Convalescent Plasma Confers COVID-19 Immunity to Multiple Myeloma Patient
A severely immunocompromised patient with multiple myeloma and COVID-19 who received a convalescent plasma showed immunity against all SARS-CoV-2 proteins, according to recent research from Dr. Djordje Atanackovic, Dr. Tim Luetkens, and colleagues from the University of Utah and the University of Maryland.
We continue to feel the pain of COVID-19 as a widespread global challenge. Older patients with pre-existing conditions and those on immunosuppressive treatments have more severe disease and an increased chance of death. COVID-19 infection is caused by a new coronavirus: severe acute respiratory syndrome coronavirus 2 (SARS-CoV-2).
According to the researchers:
The virus consists of various nonstructural proteins and 4 major structural proteins: the surface-exposed spike (S), membrane (M), and envelope (E) proteins and the internal nucleocapsid (N) protein. The SARS-CoV-2 virus enters cells, such as pneumocytes in the lung, via binding of the receptor-binding domain (RBD) within its S1 protein to the angiotensin-converting enzyme-2 receptor.
Patients with COVID-19 infections can develop immune responses against viral particles and convalescent plasma containing anti-SARS-CoV-2 antibodies have been found to improve a patients' clinical status. According to the researchers, it has already been shown that patient-derived antibodies directed against the viral S protein can neutralize the SARS-CoV-2 virus, but the exact targets of the other relevant antibodies within the polyclonal plasma remain unclear. The other three proteins have not been tested and it was never demonstrated whether immunity can be developed through the use of convalescent plasma.
In this study, a 72-year-old diagnosed 10 years ago with IgG myeloma developed COVID-19. She had received 4 prior lines of myeloma treatment, including 3 autologous stem cell transplants, steroids, cytotoxic chemotherapy, proteasome inhibitors, immunomodulatory drugs, and the anti-CD38 monoclonal antibody daratumumab. She was in partial remission after 8 cycles of carfilzomib/pomalidomide/dexamethasone and had received her most recent dose of carfilzomib three weeks prior to this admission. She still had active myeloma with a monoclonal protein measuring 0.36 g/dL (Figure 1A), serum free kappa light chains of 30.6 mg/L, and an elevated kappa / lambda ratio.
The patient tested positive for SARS-CoV-2 with a PCR test after being exposed to an individual for a week with known COVID-19. On the day of her testing, she was asymptomatic, but on the following day she developed diarrhea and nausea. One day later she developed labored breathing, a cough, wheezing and at home she reported oxygen levels between 75-85%. She was admitted to the emergency room at the University of Utah where she had respiratory distress with low blood oxygen levels. She was placed on oxygen. She was diagnosed with viral pneumonia and experienced no cytokine storm.
When admitted, she had extremely low levels of normal IgG and IgM immunoglobulins (that prevent infection) that were consistent with her myeloma that were in part due to her use of a monoclonal antibody. She showed no antibody titers against influenza A and tetanus. A routine ELISA screening for anti-COVID-19 showed that she had zero antibodies against the new virus.
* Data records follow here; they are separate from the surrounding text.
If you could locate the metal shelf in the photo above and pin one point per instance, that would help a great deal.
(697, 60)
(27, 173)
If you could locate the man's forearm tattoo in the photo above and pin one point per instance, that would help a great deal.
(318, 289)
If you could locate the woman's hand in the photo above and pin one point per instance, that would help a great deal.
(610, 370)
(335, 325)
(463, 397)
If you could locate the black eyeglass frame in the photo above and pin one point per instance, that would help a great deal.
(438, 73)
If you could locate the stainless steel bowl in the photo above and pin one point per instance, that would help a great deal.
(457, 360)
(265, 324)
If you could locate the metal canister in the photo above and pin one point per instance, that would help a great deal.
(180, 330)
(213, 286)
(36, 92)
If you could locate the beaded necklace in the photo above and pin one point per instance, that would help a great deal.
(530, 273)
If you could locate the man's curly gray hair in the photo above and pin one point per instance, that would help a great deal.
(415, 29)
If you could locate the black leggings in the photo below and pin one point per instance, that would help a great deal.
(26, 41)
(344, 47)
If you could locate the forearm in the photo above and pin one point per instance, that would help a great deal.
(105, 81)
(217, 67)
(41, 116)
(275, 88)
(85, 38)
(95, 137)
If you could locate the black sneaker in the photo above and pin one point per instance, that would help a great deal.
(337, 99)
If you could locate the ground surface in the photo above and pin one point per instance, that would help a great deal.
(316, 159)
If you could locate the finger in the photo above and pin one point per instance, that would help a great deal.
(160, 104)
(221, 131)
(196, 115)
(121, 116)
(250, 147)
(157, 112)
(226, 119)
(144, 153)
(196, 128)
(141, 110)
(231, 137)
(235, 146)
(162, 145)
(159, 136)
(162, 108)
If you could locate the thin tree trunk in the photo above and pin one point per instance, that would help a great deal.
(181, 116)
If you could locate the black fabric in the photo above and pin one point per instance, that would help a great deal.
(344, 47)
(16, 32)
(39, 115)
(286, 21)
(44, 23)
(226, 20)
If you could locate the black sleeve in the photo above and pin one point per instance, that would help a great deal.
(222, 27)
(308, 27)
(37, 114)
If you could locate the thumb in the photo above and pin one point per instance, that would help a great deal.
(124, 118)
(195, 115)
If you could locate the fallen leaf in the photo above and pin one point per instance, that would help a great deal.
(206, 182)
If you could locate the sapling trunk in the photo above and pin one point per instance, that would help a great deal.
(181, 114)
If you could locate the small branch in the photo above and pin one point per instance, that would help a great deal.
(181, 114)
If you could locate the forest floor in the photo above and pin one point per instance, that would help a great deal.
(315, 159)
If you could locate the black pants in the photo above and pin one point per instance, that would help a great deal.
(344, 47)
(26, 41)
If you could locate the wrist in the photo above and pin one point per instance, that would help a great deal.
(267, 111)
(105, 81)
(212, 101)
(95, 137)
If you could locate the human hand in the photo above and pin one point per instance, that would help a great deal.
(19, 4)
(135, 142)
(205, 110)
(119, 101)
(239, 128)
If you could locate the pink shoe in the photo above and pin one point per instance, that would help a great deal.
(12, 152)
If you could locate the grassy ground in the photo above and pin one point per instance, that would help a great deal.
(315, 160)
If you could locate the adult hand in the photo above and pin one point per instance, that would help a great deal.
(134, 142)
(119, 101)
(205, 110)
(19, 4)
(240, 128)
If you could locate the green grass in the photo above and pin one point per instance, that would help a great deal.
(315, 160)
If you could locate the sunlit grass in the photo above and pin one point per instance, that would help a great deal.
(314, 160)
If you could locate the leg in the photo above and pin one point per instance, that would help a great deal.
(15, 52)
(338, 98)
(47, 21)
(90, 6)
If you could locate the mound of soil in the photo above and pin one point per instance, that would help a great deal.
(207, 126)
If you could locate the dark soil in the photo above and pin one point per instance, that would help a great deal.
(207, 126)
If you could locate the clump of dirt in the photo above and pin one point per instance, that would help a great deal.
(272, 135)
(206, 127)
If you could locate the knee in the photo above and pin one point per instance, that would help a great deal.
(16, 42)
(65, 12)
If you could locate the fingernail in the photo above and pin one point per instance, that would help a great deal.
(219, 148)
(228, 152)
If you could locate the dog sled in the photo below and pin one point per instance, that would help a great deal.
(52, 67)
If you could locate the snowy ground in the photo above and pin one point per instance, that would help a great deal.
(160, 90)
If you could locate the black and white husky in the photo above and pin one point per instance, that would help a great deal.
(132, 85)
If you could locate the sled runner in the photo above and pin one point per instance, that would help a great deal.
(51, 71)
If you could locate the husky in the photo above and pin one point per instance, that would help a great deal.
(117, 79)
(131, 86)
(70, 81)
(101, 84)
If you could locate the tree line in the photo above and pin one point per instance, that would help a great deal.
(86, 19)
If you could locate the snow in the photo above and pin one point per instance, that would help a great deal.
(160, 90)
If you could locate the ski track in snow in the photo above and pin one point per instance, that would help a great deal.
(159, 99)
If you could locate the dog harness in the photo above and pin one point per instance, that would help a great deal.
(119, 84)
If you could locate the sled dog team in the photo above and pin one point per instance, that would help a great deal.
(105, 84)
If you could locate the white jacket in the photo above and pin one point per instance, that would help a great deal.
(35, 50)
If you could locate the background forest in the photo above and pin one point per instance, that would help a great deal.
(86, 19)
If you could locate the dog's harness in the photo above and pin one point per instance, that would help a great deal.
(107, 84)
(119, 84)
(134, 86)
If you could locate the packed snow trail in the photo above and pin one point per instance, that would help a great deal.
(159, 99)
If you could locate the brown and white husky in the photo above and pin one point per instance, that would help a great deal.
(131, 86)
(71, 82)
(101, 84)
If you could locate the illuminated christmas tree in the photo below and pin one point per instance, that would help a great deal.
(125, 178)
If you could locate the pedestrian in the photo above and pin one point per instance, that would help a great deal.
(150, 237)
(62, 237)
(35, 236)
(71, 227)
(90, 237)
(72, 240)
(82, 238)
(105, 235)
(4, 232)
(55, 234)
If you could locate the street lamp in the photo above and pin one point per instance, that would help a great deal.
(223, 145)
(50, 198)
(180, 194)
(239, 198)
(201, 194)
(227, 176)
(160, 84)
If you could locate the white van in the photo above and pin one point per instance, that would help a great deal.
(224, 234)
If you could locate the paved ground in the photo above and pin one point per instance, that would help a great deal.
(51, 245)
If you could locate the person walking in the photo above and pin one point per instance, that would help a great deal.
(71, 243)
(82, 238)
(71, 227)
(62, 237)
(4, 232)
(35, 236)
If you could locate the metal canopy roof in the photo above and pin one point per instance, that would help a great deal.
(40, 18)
She was then transfused with one 200-mL unit of convalescent plasma from a donor who had recovered from COVID-19. Prior to this treatment she had not received any other treatment that could have affected her COVID (i.e. steroids or antivirals).
After transfusion of the convalescent plasma, the patient showed a dramatic clinical improvement, became asymptomatic, and was discharged home only 2 days later. The patient continued to be asymptomatic and a second PCR test on day +19 was negative, indicated that she no longer had SARS-CoV-2.
When researchers tested the leftover convalescent plasma she received, they saw that it contained IgM and IgG antibodies and a low level of IgA antibodies against the four proteins. The morning after she was treated with the convalescent plasma, they were able to detect IgM and IgG antibody responses (but no IgA antibodies) against all tested viral proteins in the blood. The antibodies against the different viral proteins were still detectable in the patient 12 days after transfusion of the convalescent plasma at titers even higher than on the day after treatment with a higher neutralizing activity and new, low-level antiviral IgA antibodies, indicating some SARS-CoV2-specific immunity.
Dr. Djordje Atanackovic and colleagues shared their conclusions:
In summary, our data indicate that transfer of convalescent plasma is safe, even in severely immunocompromised patients with hematologic malignancies who are under treatment for their malignancy. We also show here for the first time that the complete humoral immunity against the different viral target proteins can successfully be transferred and detected in the recipient and that antibody levels are maintained over time. Finally, our observations indicate that these patients may derive clinical benefit from such a treatment, although this will need to be confirmed by randomized clinical trials.
This study was supported by a grant from the CrowdCare Foundation and by a seed grant from the University of Utah Vice President for Research and the Immunology, Inflammation, and Infectious Disease Initiative.